Die besten Lichtverhältnisse für Fotoziele

Soweit also die technischen Details zum Licht und seinen Richtungen im Hinblick auf ein Objekt. Welches Licht in welcher Stärke oder Weichheit gerade optimal ist, entscheidet neben dem professionellen Blick auch der persönliche Geschmack des Fotografen. Kann er diesen im Augenblick seines Fotoziels noch nicht exakt festlegen (oder möchte sich Spielraum lassen), hilft eine Belichtungsreihe dabei, das beste Lichtverhältnis einzufangen.

Automatisch bietet eine gute Digitalkamera Voreinstellungen für die Belichtungszeit, die Blende und den Fokus an. Statt eines Fotos unter exakt den gleichen Lichtbedingungen lassen sich durch manuelle Einstellungen auch Bildreihen mit kleinen Abweichungen erstellen. Je komplexer die Lichtverhältnisse gerade sind, umso mehr Nuancen lassen sich durch eine Belichtungsreihe einfangen. Später können diese Reihen ausgewertet und gemäß dem bevorzugten Geschmack die beste als endgültiges Foto dargestellt werden. Auch während der Nachbearbeitung kann mit Belichtungsreihen ausprobiert werden, welches Verhältnis aus Licht und Schatten den besten Fokus im Sinne des Fotografen setzt.

Stimmung und Kontrast bei der Licht und Schattenfotografie

Stimmungsvolle Bilder entstehen am besten zu später Nachmittagsstunde. Das Licht wirkt warm und kommt aus einer bereits tief stehenden Richtung. Schatten werden länger, und es können durch Richtungswechsel emotional ansprechende Aufnahmen eingefangen werden – sogar surrealer Natur, und oft ohne Nachbearbeitung. Während der Morgenstunden kann dies auch gelingen, allerdings ist das Tageslicht dann anders, eher gleißend und weniger „müde“.
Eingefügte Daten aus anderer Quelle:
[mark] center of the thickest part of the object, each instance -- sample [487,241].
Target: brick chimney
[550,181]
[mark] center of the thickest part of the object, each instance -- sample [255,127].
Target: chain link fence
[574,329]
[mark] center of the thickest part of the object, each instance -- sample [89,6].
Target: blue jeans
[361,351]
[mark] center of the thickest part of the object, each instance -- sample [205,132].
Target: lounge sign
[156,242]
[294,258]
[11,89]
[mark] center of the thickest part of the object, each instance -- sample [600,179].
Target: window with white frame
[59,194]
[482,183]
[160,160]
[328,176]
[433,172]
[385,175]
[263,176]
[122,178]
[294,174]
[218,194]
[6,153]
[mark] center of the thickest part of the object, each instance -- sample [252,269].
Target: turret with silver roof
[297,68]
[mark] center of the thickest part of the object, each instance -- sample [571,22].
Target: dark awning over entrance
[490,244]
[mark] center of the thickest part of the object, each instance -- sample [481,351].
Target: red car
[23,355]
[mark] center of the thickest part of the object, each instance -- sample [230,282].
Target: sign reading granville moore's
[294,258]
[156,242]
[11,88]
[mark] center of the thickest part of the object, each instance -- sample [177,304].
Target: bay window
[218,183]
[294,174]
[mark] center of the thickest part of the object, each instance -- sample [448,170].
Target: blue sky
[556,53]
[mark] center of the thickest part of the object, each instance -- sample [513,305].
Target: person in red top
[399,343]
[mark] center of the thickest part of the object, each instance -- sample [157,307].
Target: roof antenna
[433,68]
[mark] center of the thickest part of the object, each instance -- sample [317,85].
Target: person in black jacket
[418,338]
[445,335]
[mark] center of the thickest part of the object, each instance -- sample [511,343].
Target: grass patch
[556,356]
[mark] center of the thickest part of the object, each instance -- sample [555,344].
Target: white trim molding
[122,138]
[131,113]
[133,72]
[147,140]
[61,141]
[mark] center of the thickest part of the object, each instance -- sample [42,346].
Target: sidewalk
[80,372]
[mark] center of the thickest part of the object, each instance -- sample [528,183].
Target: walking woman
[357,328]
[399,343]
Diese Stunden wählen Fotografen mit einer Vorliebe für Architekturen aus, um ihre Lieblingsgebäude in scharfe Kontraste zu tauchen und ihnen so einen markanten Auftritt zu geben. Streiflicht und Seitenlicht sind jetzt optimal für besonders scharfe Konturzeichnungen. Ungeeignet für spannende Stimmungswechsel und eindrucksvolle Kontraste ist die Mittagsstunde. Zu dieser Zeit fällt das hellste Licht exakt von oben, die Schatten bleiben kurz, die Belichtungsmöglichkeiten realistisch, aber unspektakulär. Leichter als bei der Fotografie starrer Objekte gelingen Portraitaufnahmen unter Nutzung der Lichtrichtungen. Denn nicht Fotograf und Objektiv, sondern das Objekt kann nun durch die eigene Bewegung und Drehung in die beste Lichtposition gebracht werden.

Sicherlich ist es Geschmackssache, ob ein Fotoobjekt scharfkantig im starken Kontrast oder beinahe verschmelzend in einer Lichtumgebung abgebildet wird. Um zwischen diesen beiden Extremen den optimalen Aufnahmepunkt zu finden, kann der Licht und Schatten Fotograf bestimmte Tagesstunden und Lichtfarben bevorzugen. Belichtungsreihen helfen dabei, aus dieser ungefähren Auswahl anschließend die beste Darstellung auszuwählen.